Yes, we know. The Dreamer knows especially. On the way she handed me a book written by a mom who carried a child she knew would not live. Delivered and buried a child who survived just a few short hours. Poignant, powerful book. She readily admits that she does not have answers. She shares her struggle and grief. And she believes that God also shares our struggle and grief.

When Jesus wept at the tomb of Lazarus, Mary and Martha were also weeping. But theirs was the wail of loss, while his was the weeping of pain for the hurt hearts of his dear friends. He knew in a few minutes he would call Lazarus out of the grave, but he also knew Lazarus would die again and there would again be pain and tears.

This week another little one, another grand of mine, will have doctors open her heart to repair what is not what it should be. I enter the week with deep fear because I know that what is considered routine is never routine when it is your own child. I enter the week with trust because, without speaking flippantly, I know that God understands our fear, her heart, and holds the hands of the doctors.

This is a dark world. Not just in December, though somehow at Christmas all the darkness comes rushing back to haunt us and whispers fear into the deep recesses of our hearts. Yet it was into this world that God sent Light, and the darkness did, and still does not comprehend it.

In this dark month, I choose to stand in the light.

Tuesday, November 2, 2010

Rescue centers

Recent Sundays have found me in rescue centers. The people who go there call them church, but they are, in fact, places where those people have been rescued.

The first sits atop a rocky hill in northern Massachusetts, close to the ocean. The town is as rocky as the hillside, full of rough and tumble families who either have known the hardship of the sea for generations, or who are new immigrants looking for a place to call home.

The anniversary of the church – the rescue center – was occasion for testimonies. After a meal where far more people came than anticipated but all were fed, we gathered in the upstairs meeting room. Pine timbers line the walls, wide windows opening onto the woods and rocky hillside. Member after member, some still there, some who have moved away, stood to tell how they came to this place.
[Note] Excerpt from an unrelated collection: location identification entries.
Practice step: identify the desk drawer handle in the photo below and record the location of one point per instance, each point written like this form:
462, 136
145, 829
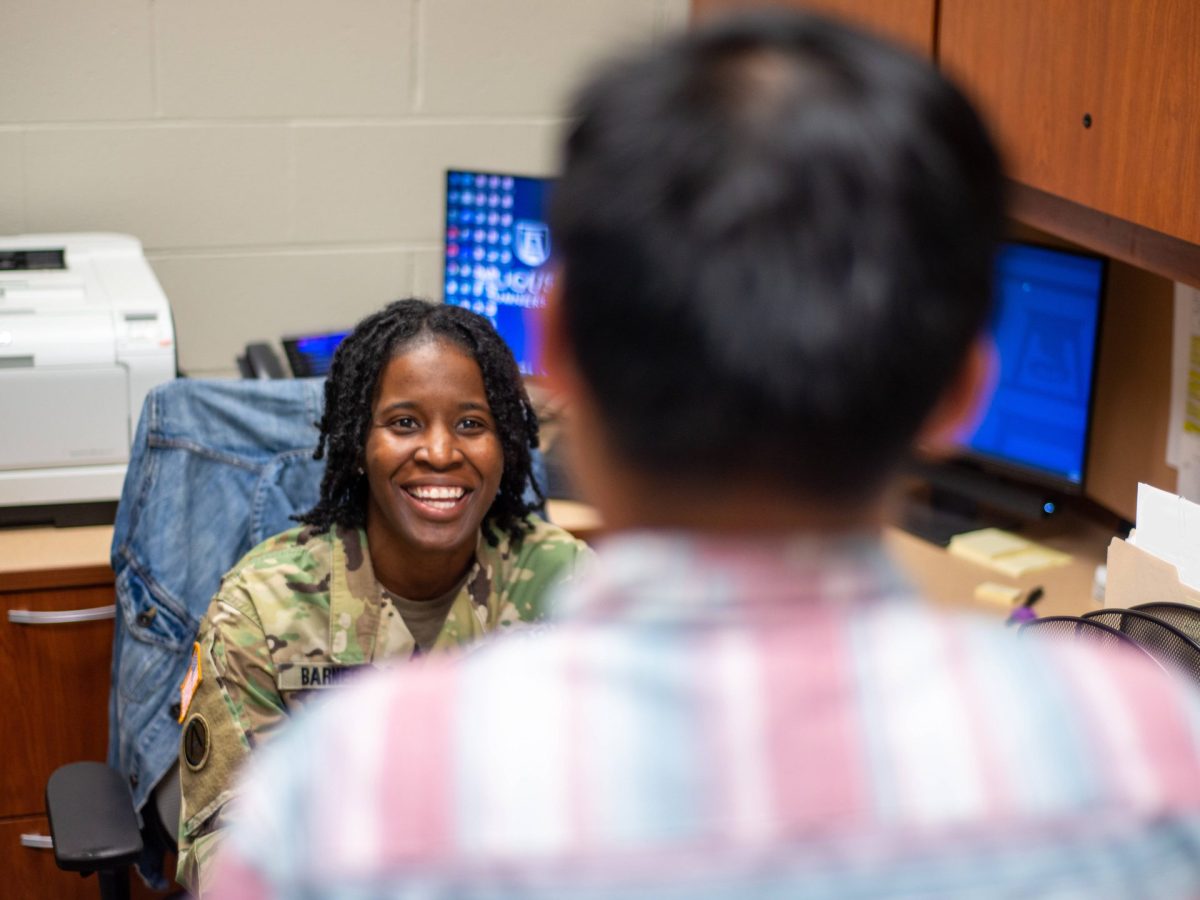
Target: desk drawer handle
61, 617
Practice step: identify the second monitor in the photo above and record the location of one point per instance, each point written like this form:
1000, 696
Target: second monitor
497, 250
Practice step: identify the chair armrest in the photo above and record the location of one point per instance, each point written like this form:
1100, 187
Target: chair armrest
93, 820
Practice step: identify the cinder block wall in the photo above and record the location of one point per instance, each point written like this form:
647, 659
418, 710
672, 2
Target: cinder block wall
282, 160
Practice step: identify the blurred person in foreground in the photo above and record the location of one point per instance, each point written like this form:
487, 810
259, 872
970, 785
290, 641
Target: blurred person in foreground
777, 243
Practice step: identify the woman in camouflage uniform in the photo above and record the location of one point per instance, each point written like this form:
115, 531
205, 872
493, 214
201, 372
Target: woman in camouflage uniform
424, 539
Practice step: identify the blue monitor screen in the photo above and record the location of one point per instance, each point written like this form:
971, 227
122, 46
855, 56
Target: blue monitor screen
312, 354
1045, 330
497, 255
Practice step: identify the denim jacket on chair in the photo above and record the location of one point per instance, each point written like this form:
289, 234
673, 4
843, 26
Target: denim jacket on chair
216, 467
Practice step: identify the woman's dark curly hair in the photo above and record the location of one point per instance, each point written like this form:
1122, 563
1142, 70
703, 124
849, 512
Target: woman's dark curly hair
351, 391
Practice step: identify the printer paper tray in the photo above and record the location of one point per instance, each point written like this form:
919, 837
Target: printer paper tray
64, 417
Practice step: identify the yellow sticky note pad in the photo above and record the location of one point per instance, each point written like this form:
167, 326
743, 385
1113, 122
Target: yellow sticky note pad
1006, 552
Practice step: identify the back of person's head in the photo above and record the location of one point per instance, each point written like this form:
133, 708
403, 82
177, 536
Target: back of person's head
777, 238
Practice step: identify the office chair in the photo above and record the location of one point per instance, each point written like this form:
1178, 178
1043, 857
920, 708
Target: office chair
1183, 617
1084, 630
216, 467
1163, 641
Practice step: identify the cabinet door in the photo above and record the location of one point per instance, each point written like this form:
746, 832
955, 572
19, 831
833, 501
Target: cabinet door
910, 22
1092, 101
53, 691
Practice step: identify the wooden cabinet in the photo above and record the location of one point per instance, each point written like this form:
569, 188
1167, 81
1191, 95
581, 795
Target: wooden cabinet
910, 22
55, 648
1093, 102
53, 702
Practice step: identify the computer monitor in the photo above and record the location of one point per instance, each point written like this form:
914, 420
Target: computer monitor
1031, 444
497, 252
1047, 329
311, 355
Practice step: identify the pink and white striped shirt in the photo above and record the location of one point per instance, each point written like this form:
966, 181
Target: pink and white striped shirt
719, 718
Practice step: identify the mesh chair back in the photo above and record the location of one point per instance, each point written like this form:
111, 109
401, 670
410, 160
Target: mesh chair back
1161, 640
1183, 617
1072, 628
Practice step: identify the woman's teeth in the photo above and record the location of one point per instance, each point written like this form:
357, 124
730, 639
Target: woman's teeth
438, 497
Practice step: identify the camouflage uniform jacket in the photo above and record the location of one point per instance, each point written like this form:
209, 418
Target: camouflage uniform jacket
299, 612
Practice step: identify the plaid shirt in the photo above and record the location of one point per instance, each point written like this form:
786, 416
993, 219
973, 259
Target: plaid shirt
729, 719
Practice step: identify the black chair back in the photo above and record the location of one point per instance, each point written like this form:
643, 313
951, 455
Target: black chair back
1167, 643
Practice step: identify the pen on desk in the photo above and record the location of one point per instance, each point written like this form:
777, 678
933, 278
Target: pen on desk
1025, 611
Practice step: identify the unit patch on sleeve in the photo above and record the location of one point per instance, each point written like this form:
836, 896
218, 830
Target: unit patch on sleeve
191, 682
196, 743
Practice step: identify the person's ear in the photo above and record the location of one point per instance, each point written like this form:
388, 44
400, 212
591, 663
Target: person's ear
964, 401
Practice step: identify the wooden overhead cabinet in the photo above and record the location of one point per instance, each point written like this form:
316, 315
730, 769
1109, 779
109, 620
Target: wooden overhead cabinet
1092, 101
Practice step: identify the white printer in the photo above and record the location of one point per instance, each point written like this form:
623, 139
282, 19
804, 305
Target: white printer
84, 333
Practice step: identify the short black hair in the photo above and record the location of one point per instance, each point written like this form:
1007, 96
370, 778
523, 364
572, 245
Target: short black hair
777, 238
354, 381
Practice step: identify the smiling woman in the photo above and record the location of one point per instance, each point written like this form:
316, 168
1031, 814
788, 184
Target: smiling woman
424, 539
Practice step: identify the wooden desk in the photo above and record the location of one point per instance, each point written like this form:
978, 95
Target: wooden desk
949, 580
54, 675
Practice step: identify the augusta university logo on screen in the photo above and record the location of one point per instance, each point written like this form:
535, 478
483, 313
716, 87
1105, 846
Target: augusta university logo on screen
532, 243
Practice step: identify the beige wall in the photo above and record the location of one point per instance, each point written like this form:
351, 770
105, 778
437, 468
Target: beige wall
282, 160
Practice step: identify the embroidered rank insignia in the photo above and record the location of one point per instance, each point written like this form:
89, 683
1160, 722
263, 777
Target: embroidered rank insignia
196, 743
191, 682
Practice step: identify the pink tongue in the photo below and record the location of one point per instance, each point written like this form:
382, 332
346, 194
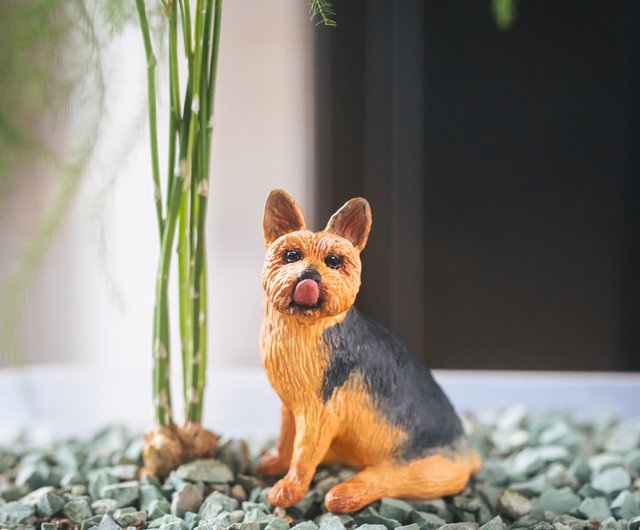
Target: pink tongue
307, 293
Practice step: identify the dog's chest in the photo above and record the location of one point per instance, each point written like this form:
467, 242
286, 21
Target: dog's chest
295, 356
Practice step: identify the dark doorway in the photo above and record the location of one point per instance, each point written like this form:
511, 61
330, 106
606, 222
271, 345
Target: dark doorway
502, 171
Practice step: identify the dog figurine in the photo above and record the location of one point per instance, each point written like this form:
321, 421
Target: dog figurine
351, 392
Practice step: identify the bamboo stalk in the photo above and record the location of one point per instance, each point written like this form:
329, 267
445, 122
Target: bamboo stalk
151, 97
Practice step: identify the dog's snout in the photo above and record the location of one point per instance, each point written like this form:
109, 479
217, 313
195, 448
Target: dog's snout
310, 274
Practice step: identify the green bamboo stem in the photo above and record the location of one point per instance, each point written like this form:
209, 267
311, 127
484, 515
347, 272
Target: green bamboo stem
151, 96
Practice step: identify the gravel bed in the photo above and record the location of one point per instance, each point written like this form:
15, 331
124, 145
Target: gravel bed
541, 472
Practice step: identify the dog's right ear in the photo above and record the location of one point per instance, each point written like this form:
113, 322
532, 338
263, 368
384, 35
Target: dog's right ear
281, 216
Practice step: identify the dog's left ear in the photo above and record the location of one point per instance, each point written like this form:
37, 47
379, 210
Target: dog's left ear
281, 216
352, 221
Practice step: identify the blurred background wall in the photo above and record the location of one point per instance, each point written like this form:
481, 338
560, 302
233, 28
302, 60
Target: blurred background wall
502, 168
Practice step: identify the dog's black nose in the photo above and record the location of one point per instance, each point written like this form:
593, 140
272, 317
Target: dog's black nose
310, 274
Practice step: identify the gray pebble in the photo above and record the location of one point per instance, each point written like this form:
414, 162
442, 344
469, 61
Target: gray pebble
513, 505
207, 470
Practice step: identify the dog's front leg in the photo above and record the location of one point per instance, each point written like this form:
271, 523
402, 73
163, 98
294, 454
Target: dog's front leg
277, 462
315, 430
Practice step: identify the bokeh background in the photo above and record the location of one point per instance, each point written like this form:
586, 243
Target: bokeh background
501, 166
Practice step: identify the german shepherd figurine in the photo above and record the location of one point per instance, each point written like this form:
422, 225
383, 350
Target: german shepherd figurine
351, 392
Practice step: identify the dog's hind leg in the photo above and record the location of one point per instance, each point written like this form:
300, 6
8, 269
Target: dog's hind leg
433, 476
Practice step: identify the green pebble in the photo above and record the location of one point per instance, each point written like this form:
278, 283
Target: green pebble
149, 493
170, 522
427, 520
102, 506
98, 480
277, 524
158, 508
395, 509
77, 509
15, 512
129, 517
494, 524
91, 522
609, 524
460, 526
305, 525
531, 488
299, 510
187, 499
49, 504
330, 522
245, 526
107, 523
595, 508
124, 493
626, 505
612, 480
513, 505
374, 518
206, 470
236, 516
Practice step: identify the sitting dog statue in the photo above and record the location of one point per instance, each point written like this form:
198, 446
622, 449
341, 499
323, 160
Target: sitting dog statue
351, 392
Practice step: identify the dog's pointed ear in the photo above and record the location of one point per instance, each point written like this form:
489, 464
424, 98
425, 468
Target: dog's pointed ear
281, 216
352, 221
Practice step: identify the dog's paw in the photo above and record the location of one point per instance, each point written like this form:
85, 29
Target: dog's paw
272, 464
286, 493
347, 497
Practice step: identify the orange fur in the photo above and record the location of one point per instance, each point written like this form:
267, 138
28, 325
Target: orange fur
347, 428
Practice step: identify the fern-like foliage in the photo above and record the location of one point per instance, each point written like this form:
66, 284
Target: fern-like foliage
324, 10
504, 13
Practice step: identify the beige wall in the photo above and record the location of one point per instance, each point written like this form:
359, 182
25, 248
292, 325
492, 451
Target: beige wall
91, 300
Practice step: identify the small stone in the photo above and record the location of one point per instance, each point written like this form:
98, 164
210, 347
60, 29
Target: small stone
149, 493
277, 524
245, 526
330, 522
612, 480
460, 526
98, 480
15, 512
124, 471
187, 499
129, 517
558, 501
107, 523
216, 503
595, 508
609, 524
427, 520
102, 506
49, 504
158, 508
513, 505
625, 505
238, 493
168, 522
92, 522
124, 493
395, 509
236, 516
206, 470
495, 524
77, 509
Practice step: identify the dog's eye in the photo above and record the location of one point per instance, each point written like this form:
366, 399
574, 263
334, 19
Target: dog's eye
333, 261
292, 255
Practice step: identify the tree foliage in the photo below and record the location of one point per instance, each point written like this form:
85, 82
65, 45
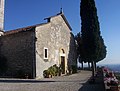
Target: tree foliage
92, 41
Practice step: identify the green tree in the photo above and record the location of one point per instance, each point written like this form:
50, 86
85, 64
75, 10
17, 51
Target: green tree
92, 42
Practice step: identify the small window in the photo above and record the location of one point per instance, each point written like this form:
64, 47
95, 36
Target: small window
45, 53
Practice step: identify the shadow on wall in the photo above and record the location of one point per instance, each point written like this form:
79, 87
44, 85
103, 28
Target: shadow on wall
72, 56
3, 65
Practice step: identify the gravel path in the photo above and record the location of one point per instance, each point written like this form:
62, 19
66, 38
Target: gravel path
65, 83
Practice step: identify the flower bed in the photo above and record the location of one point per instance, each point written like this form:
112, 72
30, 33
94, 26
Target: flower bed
110, 80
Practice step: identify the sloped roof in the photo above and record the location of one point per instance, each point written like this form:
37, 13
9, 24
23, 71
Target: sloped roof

Their lives were a saga of alcohol, abuse, bad marriages, unwanted pregnancies, despair. Again and again I heard, “I came and I was welcomed, and I found the Lord here. Jesus has changed my life completely.” Everyone wanted to be there and share the victories.

The highest corner of the church building is a replica of a lighthouse. It is symbolic of the rocky coastal town, but it is far more. It represents why this is a rescue center.

This past weekend it was a much older church on the coast of New Jersey. The city is hard, gritty, and sinful. Yet the old stone church stands in the midst of casinos and on the roof are the words, “Christ died for our sins.”

The folk who come are a rainbow of colors and a babble of languages.

Saturday night the woman beside me told me, unasked, about her abusive, drug-dealing husband, how in desperation one afternoon she knocked on her landlady’s door when he locked her out, and how she was invited in to a warm meal, taken to church, and led to Christ. Sunday noon another woman told me that she comes because it is a safe haven in her pain-ridden life. “I went to the pastor when I first came and said I needed a safe-house. He told me I had found it.”

Sunday morning we sang an old hymn about keeping the lower lights burning. Sending a beam across the wave. The pastor reminded us that we are the lower lights, gleaming for people who are struggling in the dark.

Rescue center churches are messy. People often don’t dress well, and they may smell of smoke and booze and other substances. Their teeth tend to be missing, and they are brutally honest about their lives. Downright uncomfortable at times but rescue center churches are good for me.

Jesus is in the rescue center business. Am I?